Gray continued his strong stretch of starts during Cincinnati’s 6-3 victory over Miami at Marlins Park. Over his six-plus innings, he gave up two runs and only two hits while striking out six and tying a season high with five walks.
One batter into the third inning, Gray had compiled four walks but hadn’t yet allowed a hit. Following Jon Berti's leadoff walk, Neil Walker finally made the right-hander pay by slugging a 2-1 fastball for a two-run homer to right-center field and a one-run Marlins lead. By the time he completed the third inning, Gray was already at 62 pitches. Pitch efficiency improved from there, however, as he breezed through a 1-2-3 fourth inning on seven pitches.
“It wasn’t an easy game,” Gray said. “I think I was able to kind of settle in a rhythm and get quick outs and see what happens. Obviously, I want to be a little bit better than that. You can’t walk five guys and expect positive results.
"I came in after the third and I just tried to resettle, kind of start over. Go out there and just start over. Here we are. Who cares what just happened. The game is 2-1. Let’s just start over. Let’s just start this day over with.”
When the going got tough, Gray got … into a whole new uniform.
“Guys were giving me stuff because I was in the clubhouse and I didn’t have any clothes on. I literally started over,” Gray explained. “They were giving me crap about it, but I didn’t think it was weird until they started talking about it in there. I just started over and tried to go out there from the fourth inning on and go as long as I could.
“I threw two warmup pitches in between innings. That was good. That was weird. I do some weird things every now and then.”
As Gray was turning his night around, Freddy Galvis turned the game back in the Reds' favor. With one out in the fifth, Galvis lifted a three-run home run to left field, extending his career high to 22 on the season.
After Walker's homer, Gray retired the next 12 batters in a row.
“Once you get the lead there, again, you want to hold it,” Gray said. “You want to do what you can to make sure that you stay out in front.
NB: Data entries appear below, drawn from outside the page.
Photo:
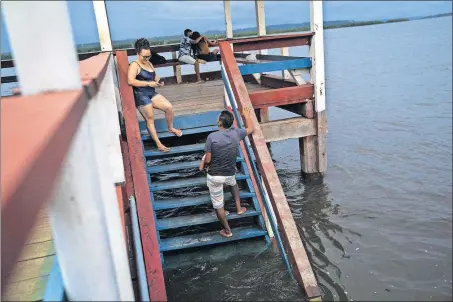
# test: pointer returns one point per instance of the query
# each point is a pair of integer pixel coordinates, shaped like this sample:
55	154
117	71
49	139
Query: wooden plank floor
29	278
193	98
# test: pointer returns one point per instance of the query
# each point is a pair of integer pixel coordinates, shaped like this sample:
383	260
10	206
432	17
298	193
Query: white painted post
284	51
102	22
113	129
317	54
82	225
106	147
229	35
40	65
228	23
261	28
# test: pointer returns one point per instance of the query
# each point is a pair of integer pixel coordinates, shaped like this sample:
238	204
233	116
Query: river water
378	226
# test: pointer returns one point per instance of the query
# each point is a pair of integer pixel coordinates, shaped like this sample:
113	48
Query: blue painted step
175	150
146	136
185	121
177	166
167	204
182	183
195	240
182	221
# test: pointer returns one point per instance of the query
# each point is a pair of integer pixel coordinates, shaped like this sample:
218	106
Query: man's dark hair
186	32
140	44
226	118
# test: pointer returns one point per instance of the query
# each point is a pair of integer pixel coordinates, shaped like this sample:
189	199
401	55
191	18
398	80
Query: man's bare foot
162	148
224	233
176	132
242	211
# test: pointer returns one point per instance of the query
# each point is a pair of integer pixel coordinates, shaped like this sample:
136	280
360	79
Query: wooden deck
193	98
29	278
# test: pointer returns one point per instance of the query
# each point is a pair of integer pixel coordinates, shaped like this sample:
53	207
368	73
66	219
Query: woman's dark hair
195	47
140	44
195	35
186	32
226	118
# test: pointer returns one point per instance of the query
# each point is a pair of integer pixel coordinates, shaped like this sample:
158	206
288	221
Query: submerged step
146	136
191	182
175	150
167	204
195	240
177	166
189	220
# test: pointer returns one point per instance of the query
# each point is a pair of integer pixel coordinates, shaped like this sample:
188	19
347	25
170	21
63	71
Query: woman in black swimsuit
144	80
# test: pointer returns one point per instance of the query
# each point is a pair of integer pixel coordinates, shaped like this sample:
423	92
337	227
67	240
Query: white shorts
187	59
215	185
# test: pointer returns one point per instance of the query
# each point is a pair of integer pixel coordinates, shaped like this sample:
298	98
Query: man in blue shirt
221	150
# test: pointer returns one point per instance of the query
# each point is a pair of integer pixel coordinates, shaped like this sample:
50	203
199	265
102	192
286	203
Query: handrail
53	119
143	286
251	156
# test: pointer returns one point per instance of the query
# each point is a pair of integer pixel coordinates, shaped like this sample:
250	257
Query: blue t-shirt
185	48
223	146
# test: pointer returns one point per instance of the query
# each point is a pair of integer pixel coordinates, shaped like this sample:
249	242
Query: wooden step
188	241
177	166
166	204
146	136
183	183
153	152
189	220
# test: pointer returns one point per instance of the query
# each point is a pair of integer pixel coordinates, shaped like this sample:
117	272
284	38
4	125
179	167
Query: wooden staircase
180	199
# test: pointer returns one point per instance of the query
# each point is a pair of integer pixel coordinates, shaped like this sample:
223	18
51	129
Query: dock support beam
102	22
313	149
84	214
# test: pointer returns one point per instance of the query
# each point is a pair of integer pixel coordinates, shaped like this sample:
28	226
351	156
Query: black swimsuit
144	95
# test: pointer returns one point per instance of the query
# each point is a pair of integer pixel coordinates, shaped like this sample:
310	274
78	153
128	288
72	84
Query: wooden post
176	68
284	51
229	35
77	212
318	80
228	23
102	22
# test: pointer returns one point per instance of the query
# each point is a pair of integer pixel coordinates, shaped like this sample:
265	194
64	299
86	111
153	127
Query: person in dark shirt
221	150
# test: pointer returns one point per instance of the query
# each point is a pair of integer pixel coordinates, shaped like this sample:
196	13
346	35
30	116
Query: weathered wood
282	96
228	23
154	272
296	251
269	42
294	127
318	79
307	147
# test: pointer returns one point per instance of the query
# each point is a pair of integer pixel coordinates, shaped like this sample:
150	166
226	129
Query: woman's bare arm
132	73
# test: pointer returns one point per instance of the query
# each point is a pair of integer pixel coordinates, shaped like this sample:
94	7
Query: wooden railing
68	152
294	247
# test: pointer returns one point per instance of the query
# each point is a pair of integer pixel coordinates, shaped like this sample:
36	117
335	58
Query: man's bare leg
226	232
235	192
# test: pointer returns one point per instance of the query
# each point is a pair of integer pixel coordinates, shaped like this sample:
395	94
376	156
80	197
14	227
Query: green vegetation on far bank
92	47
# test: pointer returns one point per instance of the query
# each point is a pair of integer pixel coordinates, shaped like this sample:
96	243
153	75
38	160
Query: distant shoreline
91	47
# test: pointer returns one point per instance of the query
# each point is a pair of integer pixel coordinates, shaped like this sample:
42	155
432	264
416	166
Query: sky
132	19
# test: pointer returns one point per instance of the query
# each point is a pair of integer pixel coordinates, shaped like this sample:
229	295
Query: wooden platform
29	278
193	98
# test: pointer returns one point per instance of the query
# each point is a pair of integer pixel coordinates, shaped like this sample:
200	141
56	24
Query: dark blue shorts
142	99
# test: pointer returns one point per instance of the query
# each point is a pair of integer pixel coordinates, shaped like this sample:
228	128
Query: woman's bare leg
148	114
161	103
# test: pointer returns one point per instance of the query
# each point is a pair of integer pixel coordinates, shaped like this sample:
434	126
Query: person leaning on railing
144	80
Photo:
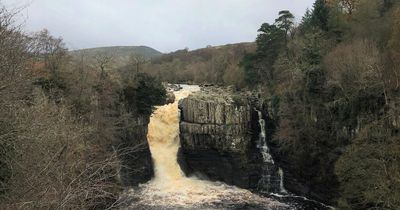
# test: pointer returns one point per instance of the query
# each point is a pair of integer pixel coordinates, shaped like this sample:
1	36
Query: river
171	189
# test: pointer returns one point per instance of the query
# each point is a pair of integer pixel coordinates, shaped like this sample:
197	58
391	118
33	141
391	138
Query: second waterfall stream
170	188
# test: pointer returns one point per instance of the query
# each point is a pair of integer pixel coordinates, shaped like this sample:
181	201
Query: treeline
333	83
212	65
62	122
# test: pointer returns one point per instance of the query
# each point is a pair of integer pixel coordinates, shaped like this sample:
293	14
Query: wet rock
219	138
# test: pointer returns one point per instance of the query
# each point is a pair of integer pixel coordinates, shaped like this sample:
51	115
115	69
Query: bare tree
103	61
50	50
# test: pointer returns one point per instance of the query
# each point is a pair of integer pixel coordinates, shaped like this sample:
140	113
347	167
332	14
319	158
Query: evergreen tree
320	15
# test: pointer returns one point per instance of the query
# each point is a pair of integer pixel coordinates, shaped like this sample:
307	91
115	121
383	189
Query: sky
165	25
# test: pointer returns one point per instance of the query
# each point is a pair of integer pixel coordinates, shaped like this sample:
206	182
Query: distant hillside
121	54
214	64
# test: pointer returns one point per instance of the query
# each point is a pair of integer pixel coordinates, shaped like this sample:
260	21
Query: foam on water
170	187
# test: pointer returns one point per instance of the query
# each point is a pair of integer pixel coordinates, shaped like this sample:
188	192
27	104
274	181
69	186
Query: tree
305	24
103	61
51	50
369	170
320	15
285	22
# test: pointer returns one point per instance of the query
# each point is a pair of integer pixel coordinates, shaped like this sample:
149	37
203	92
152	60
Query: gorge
198	145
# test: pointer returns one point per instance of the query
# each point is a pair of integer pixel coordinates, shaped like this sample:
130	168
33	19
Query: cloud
166	25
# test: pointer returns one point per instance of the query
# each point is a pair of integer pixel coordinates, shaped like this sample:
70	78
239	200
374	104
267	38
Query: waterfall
272	177
281	176
170	187
262	142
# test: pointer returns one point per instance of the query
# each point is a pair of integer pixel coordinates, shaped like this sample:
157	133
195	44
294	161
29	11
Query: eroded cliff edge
219	134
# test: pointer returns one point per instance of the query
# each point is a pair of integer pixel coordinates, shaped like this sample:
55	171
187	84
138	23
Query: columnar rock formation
220	139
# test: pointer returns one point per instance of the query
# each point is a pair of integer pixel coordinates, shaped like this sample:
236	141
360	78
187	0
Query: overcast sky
166	25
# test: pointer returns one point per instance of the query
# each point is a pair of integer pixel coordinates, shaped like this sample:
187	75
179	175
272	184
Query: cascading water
272	176
170	189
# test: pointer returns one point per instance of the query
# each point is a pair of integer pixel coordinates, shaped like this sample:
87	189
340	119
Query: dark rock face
219	140
134	153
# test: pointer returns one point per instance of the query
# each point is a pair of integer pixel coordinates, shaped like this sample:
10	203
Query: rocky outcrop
220	140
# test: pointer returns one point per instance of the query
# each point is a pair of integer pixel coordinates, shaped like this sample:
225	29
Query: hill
121	54
214	64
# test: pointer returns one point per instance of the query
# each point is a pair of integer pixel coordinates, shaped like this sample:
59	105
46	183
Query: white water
170	188
263	142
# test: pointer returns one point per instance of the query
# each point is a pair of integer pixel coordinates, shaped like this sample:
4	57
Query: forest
331	80
64	122
333	83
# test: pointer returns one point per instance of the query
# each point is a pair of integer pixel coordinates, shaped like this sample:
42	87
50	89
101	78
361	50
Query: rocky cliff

If you get the lead, that’s when you create positive energy and positive energy creates better results. I think that’s why shutdown innings are so important for a pitcher because you want to get momentum and keep the momentum.”
Manager David Bell let Gray bat for himself in the top of the seventh so he could continue pitching. But a leadoff walk by Isan Diaz and Jorge Alfaro broken-bat single ended Gray’s evening before he could record an out in the bottom of the frame. Michael Lorenzen left both runners stranded in scoring position and went on to pitch two scoreless innings.
“I think in between innings, it started catching up to him a little bit,” Bell said of Gray. “Up until that point, he was great and continues to pitch very well for us.”
In 11 starts since June 28, Gray is 7-1 with a 1.70 ERA. And in five August starts, he’s 4-0 with a 0.90 ERA, bringing his overall record to 10-6 with a 2.92 ERA in 26 starts. When attention shifts to 2020, Cincinnati can sleep well knowing that the three-year, $30.5 million contract extension Gray signed after his offseason trade from the Yankees doesn't even begin until next season, and the Reds are excited that he can form a potent three-headed ace with Luis Castillo and Trevor Bauer, both of whom will also return in '20.
“We have a really strong group of starters. That’s also one of the things we really love about our team. Not only can they end a losing streak, we just believe that was the first step today. We believe in this team’s ability to get on a roll still,” Bell said. “To have guys like we have in our rotation is a big advantage for us.”
Being swept in a three-game series by the last-place Pirates over the weekend likely doused whatever lingering embers of postseason contention the Reds thought they still had. But contending or not, a positive response was required when their current 11-day, 10-game road trip moved to Miami on Monday.
Gray proved to be just the right guy for the job.
“We still have seven games left on this road trip,” Gray said. “We’re just going to go out there and play and see what happens.”